Many people don’t understand how electric vehicles impact electricity grids, or electric vehicle charging patterns. Who better to provide this information than a power company? And Southern California Edison is especially well suited for this. At the moment, Southern California Edison customers lease or own more than 12,000 plug-in electric vehicles (PEV), which represent about 10% of nationwide electric vehicle sales.
There were six major discoveries from the report:
- Our approach to managing PEV-grid impact is meeting our customers’ needs: Since 2010, of all the nearly 400 upgrades we made to (or identified for) circuits that serve PEV customers, only 1 percent of that work was required due to additional power demands from PEVs. The rest of the work was required under our regular infrastructure upgrade and maintenance schedule.
- Using the “end charge” time programing feature is good for EV customers and their neighbors: It’s better for grid reliability and neighborhood circuits when drivers program their charging to be complete by a specific time. When customers set an “end charge” time for charging to be complete, they randomize the start time of their charging, which prevents a large number of vehicles from coming online at the same time — avoiding power-load spikes that potentially could affect the local distribution system.
- What SCE customers want to know most about EVs: When 15,000 SCE customers visit our EV website monthly, about 46 percent make their first stop with the Plug-In Car Rate Assistant Tool, which helps estimate charging costs. Customers also click to find out more about public charging station locations from our link to the U.S. Department of Energy’s map, watch videos on EVs and read background materials on environmental benefits and home electric infrastructure requirements.
- Initial findings show early adopters of battery-electric vehicle (BEV) technology demonstrate consistent and predictable behavior: A sample of Nissan Leaf owners have indicated that any “range anxiety” had been eliminated after driving their new BEV over time.
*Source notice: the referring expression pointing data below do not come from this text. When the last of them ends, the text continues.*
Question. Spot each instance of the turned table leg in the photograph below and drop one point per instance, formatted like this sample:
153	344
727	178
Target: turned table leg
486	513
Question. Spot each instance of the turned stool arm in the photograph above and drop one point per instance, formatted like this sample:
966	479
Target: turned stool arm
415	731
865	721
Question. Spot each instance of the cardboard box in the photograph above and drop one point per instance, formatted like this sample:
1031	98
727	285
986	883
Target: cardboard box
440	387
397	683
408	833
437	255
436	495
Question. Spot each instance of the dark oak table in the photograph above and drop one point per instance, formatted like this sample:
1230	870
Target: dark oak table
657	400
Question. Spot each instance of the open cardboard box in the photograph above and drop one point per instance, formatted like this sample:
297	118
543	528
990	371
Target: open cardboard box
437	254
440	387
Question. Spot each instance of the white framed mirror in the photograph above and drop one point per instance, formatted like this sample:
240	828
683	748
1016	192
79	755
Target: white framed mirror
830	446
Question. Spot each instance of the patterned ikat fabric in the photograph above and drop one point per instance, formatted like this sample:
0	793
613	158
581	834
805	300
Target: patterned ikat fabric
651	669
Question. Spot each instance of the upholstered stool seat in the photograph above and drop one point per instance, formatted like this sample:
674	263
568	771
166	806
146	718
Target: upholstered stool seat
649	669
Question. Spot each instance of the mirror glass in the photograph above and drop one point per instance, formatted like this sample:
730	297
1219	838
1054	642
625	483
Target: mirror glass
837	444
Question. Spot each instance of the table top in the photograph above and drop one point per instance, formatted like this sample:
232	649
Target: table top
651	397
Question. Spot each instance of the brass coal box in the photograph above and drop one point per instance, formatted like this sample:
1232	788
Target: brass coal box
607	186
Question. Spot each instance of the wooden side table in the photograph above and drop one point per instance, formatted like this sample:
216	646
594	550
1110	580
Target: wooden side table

Most reported their overnight charging at 240 volts was sufficient to support their daily driving patterns.
- Multi-unit residents may face complex challenges: Despite high interest in EVs from condominium and apartment dwellers, fewer than 5 percent of building owners or condominium associations are even considering installing the necessary charging infrastructure. There are multiple rebates and incentives in the works to improve the situation.
- SCE and the cities we serve are charged up and ready to go: Virtually all of the 180 cities in SCE’s service territory are committed to helping their residents plug in by streamlining permitting and inspection processes.
Regarding that first point, only 1% sounds like a very tiny impact for so many electric vehicles, doesn’t it? How could this be?
All automobiles, including electric vehicles, require a tremendous amount of energy, whether it be in the form of gasoline or electricity. However, most of the power plants in the United States are of the thermal type. This means they are steam-powered.
Steam power plants take a very long time (hours) to throttle their power production up and down to meet fluctuating electricity demand, and they do so inefficiently (they waste energy). Power plants with this problem include thermal natural gas (some natural gas plants utilize combustion engines such as gas turbines), coal, and nuclear.
These baseload power plants and the electricity grid as a whole are configured and built so that they can meet and handle high electricity demand throughout the day during peak hours, and then they end up producing surplus power at night because electricity demand decreases, so when electric vehicles are plugged in at night, there is often surplus power waiting for them, and the electricity grid will also have some power handling capacity available, due to that same decreased demand.
Clear, point #2 above also helps.
Point #3 is also an important one to highlight. “Nissan Leaf owners have indicated that any “range anxiety” had been eliminated after driving their new BEV over time.” In other words, people become accustomed to them, and range anxiety turns into more of an urban legend than a reality.
Everyone used to live with very few gas stations. People can plan around these problems to get past them, and often successfully. I don’t normally see electric vehicle owners complain about range. If they can’t go far enough in their EV, they rent a car, use public transportation, or take a taxi.
Those are the points that stood out to me. Did anything else stand out to you?